Rispetto agli ambiti di gestione, la legge Calderoli fa una distinzione fra le materie che rientrano nei diritti civili e sociali (sanità, istruzione, tutela ambientale) e tutti gli altri (protezione civile, ricerca scientifica, previdenza sociale complementare). Le materie del secondo gruppo possono essere discusse subito. Quelle del primo gruppo debbono aspettare il varo di altri adempimenti legislativi prima di essere negoziati. La distinzione è d’obbligo perché l’articolo 117 della Costituzione stabilisce che non si può effettuare nessun intervento sulle materie inerenti i diritti sociali e civili se prima non sono stati definiti i livelli minimi da garantire su tutto il territorio nazionale. Si tratta dei famosi Lep (Livelli essenziali delle prestazioni) che devono essere determinati dallo Stato. Il compito è stato attribuito al governo che legifererà non si sa quando, anche perché si attende il pronunciamento di una commissione appositamente costituita sotto la direzione del giurista Sabino Cassese.
In ogni caso è inutile fossilizzarsi su questa o quella tecnicalità: la legge Calderoli è presa di mira come strategia per congelare l’attuazione dell’autonomia differenziata, in attesa, forse, che un’altra maggioranza rimetta di nuovo mano alla Costituzione per ripristinare un testo simile a quello che avevamo prima della riforma del 2001.
Le criticità
Le principali obiezioni avanzate dagli oppositori dell’autonomia differenziata sono due. La prima è che, da un punto di vista normativo, l’Italia rischia di diventare uno spezzatino che metterà in difficoltà cittadini e operatori economici. Ad esempio, in materia ambientale si potrebbe avere una tale pluralità di assetti normativi rispetto a procedure, autorizzazioni e controlli, da mandare in confusione chi possiede attività economiche in più regioni. Per di più la libertà normativa può incitare le regioni a lanciarsi in una pericolosa gara di permissivismo per attirare in casa propria le imprese in cerca di siti produttivi.
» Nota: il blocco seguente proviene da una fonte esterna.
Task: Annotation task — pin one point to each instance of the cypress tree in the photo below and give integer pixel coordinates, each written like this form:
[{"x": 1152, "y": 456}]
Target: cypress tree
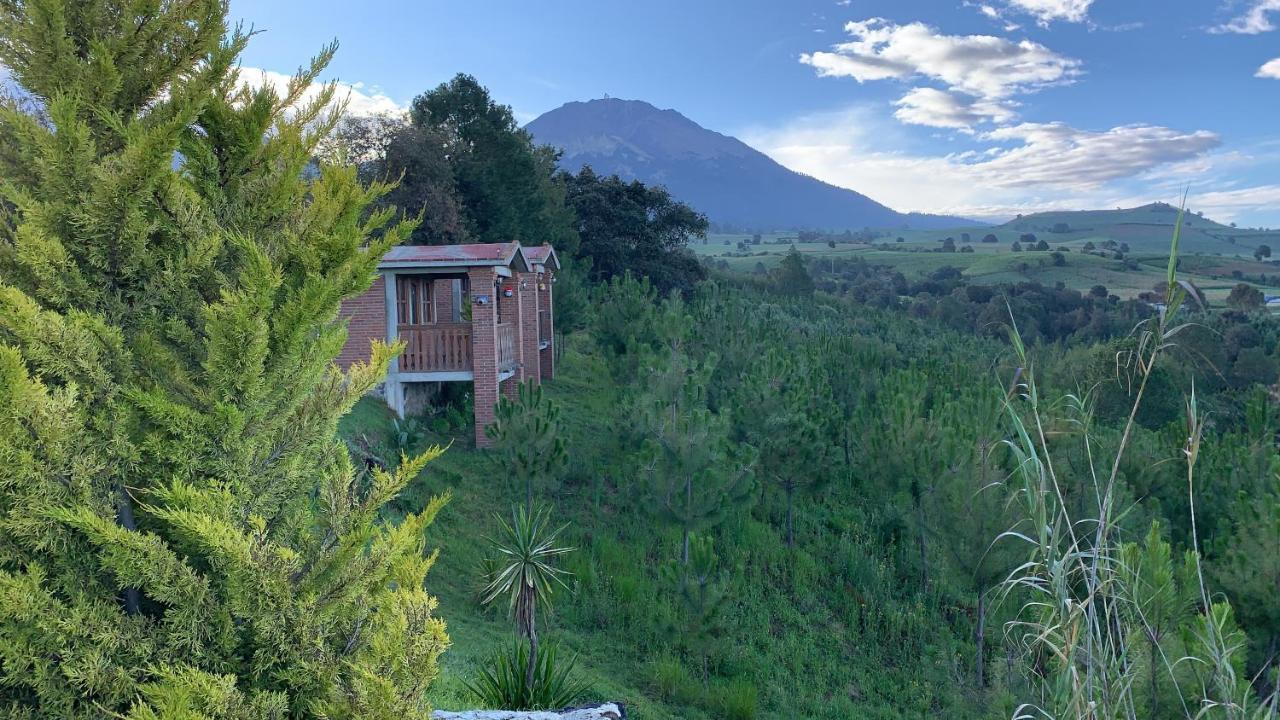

L’obiezione più rilevante, tuttavia, è che l’autonomia differenziata aumenterà le disuguaglianze fra regioni ricche e regioni povere. In materia finanziaria la riforma costituzionale del 2001 non introduce novità di rilievo rispetto alla versione originaria del 1947.
Entrambe le versioni affermano che le Regioni possono godere di tributi propri e partecipare a quelli erariali destinati allo Stato centrale. Ma la versione del 1947 precisava che l’autonomia finanziaria si attua «nelle forme e nei limiti stabiliti da leggi della Repubblica». La versione del 2001 è più vaga lasciando la porta aperta a vie di definizione meno controllabili come il tavolo di negoziazione che il governo avvia con le singole regioni richiedenti il supplemento di autonomia. In effetti l’articolo 5 della legge Calderoli stabilisce che «l’intesa individua le modalità di finanziamento delle funzioni attribuite attraverso compartecipazioni al gettito di uno o più tributi erariali maturato nel territorio regionale».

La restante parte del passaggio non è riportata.